Но на большей части Восточной Руси развитие шло совсем в другом направлении. В сфере социально-экономической происходил упадок городов из-за монгольских погромов и свертывания торговли, сельское хозяйство превращалось в основную отрасль экономики, удельный вес сельского населения теперь увеличился, предположительно, до более 95 %. В сфере политической – заметен рост княжеской власти. Во-первых, князья в качестве ордынских вассалов, чья власть основывалась на ханском ярлыке, сделались фактически неподотчетными вечу. Во-вторых, роль главных землевладельцев и землеустроителей также выводила их за пределы компетенции городского самоуправления. Влияние вечевых институтов резко ослабло, хотя они и не исчезли и время от времени о себе напоминали во время городских восстаний. Боярство держало сильнейшую сторону и сплачивалось вокруг князей. Естественно, что на Востоке, прежде всего в землях, составлявших Суздальскую Русь, где и прежде княжеские прерогативы были весьма значительны, монархический элемент стал доминирующим. Так приготовлялась почва для будущего московского самодержавия.
Глава 2. Принцип Москвы
«Москва не есть просто город; не кирпич и известь ее домов, не люди, в ней живущие, составляют ее сущность. Москва есть историческое начало, Москва есть принцип», – писал в 1865 г. М. Н. Катков. Хорошо сказано! Но в чем суть этого принципа? Сам Катков определяет его так: «Единство и независимость Русского государства во что бы то ни стало и ценой каких бы то ни было жертв и усилий…» Да, это верно, но в публицистической патетике трибуна русского охранительства теряются очень важные специфические детали, собственно и составляющие особый дух любого большого исторического явления. На них уже позднее указали наши выдающиеся историки.

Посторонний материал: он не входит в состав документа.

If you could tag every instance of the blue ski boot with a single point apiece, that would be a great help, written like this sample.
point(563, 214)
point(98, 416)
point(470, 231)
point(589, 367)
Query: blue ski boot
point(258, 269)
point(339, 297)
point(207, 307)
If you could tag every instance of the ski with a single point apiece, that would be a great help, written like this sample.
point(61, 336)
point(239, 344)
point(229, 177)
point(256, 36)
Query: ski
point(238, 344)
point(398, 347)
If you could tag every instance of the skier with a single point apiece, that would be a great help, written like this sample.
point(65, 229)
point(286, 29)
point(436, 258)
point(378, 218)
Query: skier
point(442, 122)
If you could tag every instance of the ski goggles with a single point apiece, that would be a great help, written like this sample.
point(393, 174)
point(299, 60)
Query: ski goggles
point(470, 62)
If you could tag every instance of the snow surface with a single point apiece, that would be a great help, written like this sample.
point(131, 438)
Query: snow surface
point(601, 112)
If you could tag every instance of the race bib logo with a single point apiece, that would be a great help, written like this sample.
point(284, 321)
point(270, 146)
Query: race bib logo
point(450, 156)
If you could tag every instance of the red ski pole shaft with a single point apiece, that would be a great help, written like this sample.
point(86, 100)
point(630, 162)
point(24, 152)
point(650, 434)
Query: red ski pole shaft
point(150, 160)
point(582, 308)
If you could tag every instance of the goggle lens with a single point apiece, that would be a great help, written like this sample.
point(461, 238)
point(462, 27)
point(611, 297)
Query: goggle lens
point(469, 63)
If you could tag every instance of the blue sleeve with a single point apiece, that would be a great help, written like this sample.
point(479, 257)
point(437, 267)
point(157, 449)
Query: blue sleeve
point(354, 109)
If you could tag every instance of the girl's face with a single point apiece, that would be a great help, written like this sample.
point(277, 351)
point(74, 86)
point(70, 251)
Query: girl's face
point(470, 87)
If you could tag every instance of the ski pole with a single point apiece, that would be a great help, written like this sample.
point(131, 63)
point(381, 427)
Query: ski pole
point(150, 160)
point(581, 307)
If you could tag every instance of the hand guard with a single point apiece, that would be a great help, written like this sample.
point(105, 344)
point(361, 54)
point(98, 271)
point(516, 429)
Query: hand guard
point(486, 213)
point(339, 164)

В. О. Ключевский отмечал «боевой строй» Московского государства, его «тягловый, неправовой характер» («сословия отличались не правами, а повинностями, между ними распределенными») и особенность верховной власти «с неопределенным, то есть неограниченным пространством действия…» «Не ограниченное никакими нормами… самодержавие» и «служба и тягло» как «государственное назначение… основных слоев населения» – вот главные элементы московской социально-политической системы по А. Е. Преснякову. Г. В. Вернадский говорил о «московском принципе полного подчинения индивида государству». С. Б. Веселовский – о политике «общей нивелировки и подчинения всего и всех неограниченной власти московского государя во всех областях жизни…». К этим чеканным формулировкам мало что можно добавить.

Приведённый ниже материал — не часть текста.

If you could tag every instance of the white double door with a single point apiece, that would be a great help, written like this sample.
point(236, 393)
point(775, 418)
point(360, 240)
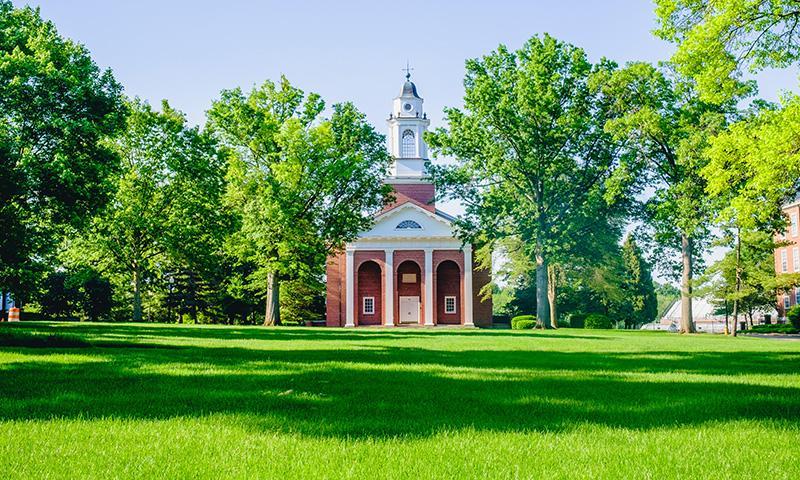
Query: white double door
point(409, 309)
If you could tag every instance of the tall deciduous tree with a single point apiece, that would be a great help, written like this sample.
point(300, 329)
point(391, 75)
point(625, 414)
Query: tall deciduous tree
point(754, 169)
point(533, 161)
point(167, 203)
point(719, 40)
point(56, 107)
point(668, 127)
point(641, 305)
point(300, 184)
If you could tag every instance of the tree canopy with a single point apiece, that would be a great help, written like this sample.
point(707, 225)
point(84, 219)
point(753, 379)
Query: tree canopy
point(533, 160)
point(57, 108)
point(300, 185)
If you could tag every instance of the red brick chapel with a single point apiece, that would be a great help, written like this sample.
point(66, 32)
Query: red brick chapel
point(409, 268)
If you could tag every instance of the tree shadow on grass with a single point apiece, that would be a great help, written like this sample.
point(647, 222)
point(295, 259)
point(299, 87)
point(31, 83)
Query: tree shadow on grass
point(388, 391)
point(170, 331)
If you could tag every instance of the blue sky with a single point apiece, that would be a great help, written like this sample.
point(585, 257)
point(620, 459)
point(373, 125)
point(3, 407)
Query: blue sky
point(187, 51)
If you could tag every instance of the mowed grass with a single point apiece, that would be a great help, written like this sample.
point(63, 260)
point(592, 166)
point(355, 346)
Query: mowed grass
point(158, 401)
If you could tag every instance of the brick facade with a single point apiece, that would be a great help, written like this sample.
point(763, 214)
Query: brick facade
point(787, 258)
point(335, 291)
point(481, 308)
point(370, 280)
point(409, 261)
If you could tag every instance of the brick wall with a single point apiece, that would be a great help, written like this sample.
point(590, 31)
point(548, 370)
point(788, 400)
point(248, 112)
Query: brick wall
point(374, 288)
point(335, 294)
point(794, 242)
point(369, 285)
point(481, 309)
point(448, 283)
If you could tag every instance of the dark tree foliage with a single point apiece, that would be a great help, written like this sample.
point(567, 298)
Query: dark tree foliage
point(56, 107)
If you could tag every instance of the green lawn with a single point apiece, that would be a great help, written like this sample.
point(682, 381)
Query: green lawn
point(157, 401)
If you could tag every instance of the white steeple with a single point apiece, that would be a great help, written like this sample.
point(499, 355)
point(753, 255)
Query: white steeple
point(407, 123)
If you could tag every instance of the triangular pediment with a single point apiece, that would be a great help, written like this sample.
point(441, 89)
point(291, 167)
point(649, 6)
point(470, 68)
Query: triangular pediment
point(411, 221)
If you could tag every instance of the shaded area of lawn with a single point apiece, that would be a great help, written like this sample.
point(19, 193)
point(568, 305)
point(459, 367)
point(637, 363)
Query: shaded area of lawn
point(400, 387)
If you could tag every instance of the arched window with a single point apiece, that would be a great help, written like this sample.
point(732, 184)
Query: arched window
point(408, 224)
point(409, 148)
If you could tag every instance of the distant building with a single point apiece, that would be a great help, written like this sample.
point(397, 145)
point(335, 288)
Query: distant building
point(787, 258)
point(409, 268)
point(706, 316)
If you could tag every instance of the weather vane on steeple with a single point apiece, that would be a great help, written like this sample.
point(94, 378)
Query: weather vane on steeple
point(408, 70)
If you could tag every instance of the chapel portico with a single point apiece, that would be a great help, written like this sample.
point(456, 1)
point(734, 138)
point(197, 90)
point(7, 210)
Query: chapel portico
point(409, 268)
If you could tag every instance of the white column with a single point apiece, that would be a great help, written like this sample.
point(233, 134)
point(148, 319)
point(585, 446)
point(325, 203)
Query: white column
point(468, 286)
point(428, 286)
point(388, 301)
point(349, 319)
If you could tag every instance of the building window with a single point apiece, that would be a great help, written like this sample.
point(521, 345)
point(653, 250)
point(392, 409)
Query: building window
point(408, 278)
point(450, 304)
point(369, 305)
point(409, 146)
point(408, 224)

Москва действительно привносит совершенно новый принцип, практически антитезу киевскому. Более того, это и есть основной принцип русского исторического бытия. Ни Петербург, ни Советы, вроде бы резко от Москвы отталкивающиеся, прикрывающиеся импортированной западной маскировкой, во многом существенном и впрямь иные, нимало не отменили его, скорее, напротив, усовершенствовали, приспособив для его реализации гораздо более эффективные инструменты. И даже еще больше: сегодня нам тщетно искать следов домонгольской старины, кроме как археологических, зато московский принцип вполне себе полноценно сохранился в социально-политическом строе Российской Федерации, составляя его сердцевину. Власть, как и в XV–XVII вв., обладает «неограниченным пространством действия», народный быт и психология продолжают по большей части быть «служило-тягловыми». «Московский человек», проникновенно описанный Г. П. Федотовым, сочетающий в себе, с одной стороны, фаталистическую выносливость и терпение, с другой – внезапные вспышки «дикой воли», и ныне являет собой самый массовый русский тип.